Concrete Curing - The Facts

• Cold fog gets absorbed into the warmer surrounding air more efficiently and evenly compared to steam. Steam will condensate a lot of its moisture as it enters the cooler surrounding air, in addition to increasing heat !
• An increase in heat will work against attempts to increase humidity levels. As air heats up, it expands and will decrease its RH % 
• The amount of energy necessary to convert  1 lb. water to steam is 970.4 (Btu/lb)
• The amount of energy necessary to atomize 1 lb. water using the Aquafog system is 25.9 (Btu/lb)

Curing Concrete

Reprinted from Design and Control of Concrete Mixtures, EB001.12T, Chapter 10.
©Portland Cement Association, 1980

Curing has a strong influence on properties of hardened concrete such as durability, strength, watertightness, wear resistance, volume stability and resistance to freezing and thawing.

When portland cement is mixed with water, a chemical reaction called hydration takes place. The extent to which this reaction is completed determines the strength, durability and density of the concrete. Most fresh concrete contains considerably more than enough water for complete hydration of the cement; however, any appreciable loss of water by evaporation or otherwise will delay or prevent complete hydration. Since hydration is relatively rapid the first few days after fresh concrete is placed, it is important for the water to be retained during this period, that is, for evaporation to be prevented or at least reduced. The objects of curing, therefore, are:

1. To prevent (or replenish) the loss of moisture.

2. To control the concrete temperature for a definite time.

With proper curing, the concrete will become stronger and more resistant to stress, abrasion and frost. The improvement is rapid at early ages but continues more slowly for an indefinite period. For example, Fig. 1 charts the strength gain of concrete with age.

The most effective method for curing concrete depends upon the circumstances. For most jobs, normal curing is adequate but in some cases, such as in hot and cold weather, special care is needed.

When moist curing is interrupted, the development of strength continues for a short period and then stops. However, if moist curing is resumed, strength development will be reactivated. Although it can be done in a laboratory, it is difficult to resaturate concrete in the field. Thus, it is best to moist-cure the concrete continuously from the time it is placed until it has sufficient strength, impermeability and resistance to abrasion, freezing and thawing and chemical attack.

Loss of water will also cause the concrete to shrink, thus creating tensile stresses at the drying surface. If these stresses develop before the concrete has attained adequate tensile strength, surface cracking can result. All exposed surfaces, including exposed edges and joints, must be protected against moisture evaporation.

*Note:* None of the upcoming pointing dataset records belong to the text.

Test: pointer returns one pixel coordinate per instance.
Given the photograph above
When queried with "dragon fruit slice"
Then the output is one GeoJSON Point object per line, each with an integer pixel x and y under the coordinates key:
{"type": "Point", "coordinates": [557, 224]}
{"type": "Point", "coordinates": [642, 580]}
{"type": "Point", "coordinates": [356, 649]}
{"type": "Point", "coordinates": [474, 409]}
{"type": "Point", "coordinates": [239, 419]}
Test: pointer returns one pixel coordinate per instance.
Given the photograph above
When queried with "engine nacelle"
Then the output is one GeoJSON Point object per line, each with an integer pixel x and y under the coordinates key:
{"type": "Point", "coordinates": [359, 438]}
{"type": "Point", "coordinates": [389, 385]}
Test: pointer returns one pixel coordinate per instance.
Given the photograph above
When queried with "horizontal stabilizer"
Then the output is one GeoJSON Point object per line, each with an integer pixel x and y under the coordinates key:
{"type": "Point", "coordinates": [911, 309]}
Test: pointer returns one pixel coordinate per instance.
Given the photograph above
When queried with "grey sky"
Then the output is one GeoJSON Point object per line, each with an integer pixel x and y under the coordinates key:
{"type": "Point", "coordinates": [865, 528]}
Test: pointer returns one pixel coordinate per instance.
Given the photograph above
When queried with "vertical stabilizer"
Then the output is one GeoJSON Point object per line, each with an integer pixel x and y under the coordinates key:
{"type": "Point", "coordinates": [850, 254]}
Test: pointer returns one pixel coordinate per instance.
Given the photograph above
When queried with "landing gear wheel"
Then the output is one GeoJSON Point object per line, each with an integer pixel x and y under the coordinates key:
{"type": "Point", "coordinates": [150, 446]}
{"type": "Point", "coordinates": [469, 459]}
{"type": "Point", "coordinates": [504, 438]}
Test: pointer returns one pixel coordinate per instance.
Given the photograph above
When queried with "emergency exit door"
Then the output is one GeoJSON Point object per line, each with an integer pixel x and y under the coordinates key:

Hydration proceeds at a much slower rate when the concrete temperature is low. Temperatures below 59°F (10°C) are unfavorable for the development of early strength; below 40°F (4.5°C) the development of early strength is greatly retarded; and at or below freezing temperatures, down to 14°F (-10°C), little or no strength develops. In recent years, a maturity concept has been introduced to evaluate the development of strength when there is variation in the curing temperature of the concrete. "Maturity" is defined as the product of the age of the concrete and it's average curing temperature. The method is fully described in American Concrete Institute Committee 306 Report, Cold-Weather Concreting. It follows that concrete should be protected so that it's temperature is kept favorable for hydration, and moisture is not lost during the early hardening period.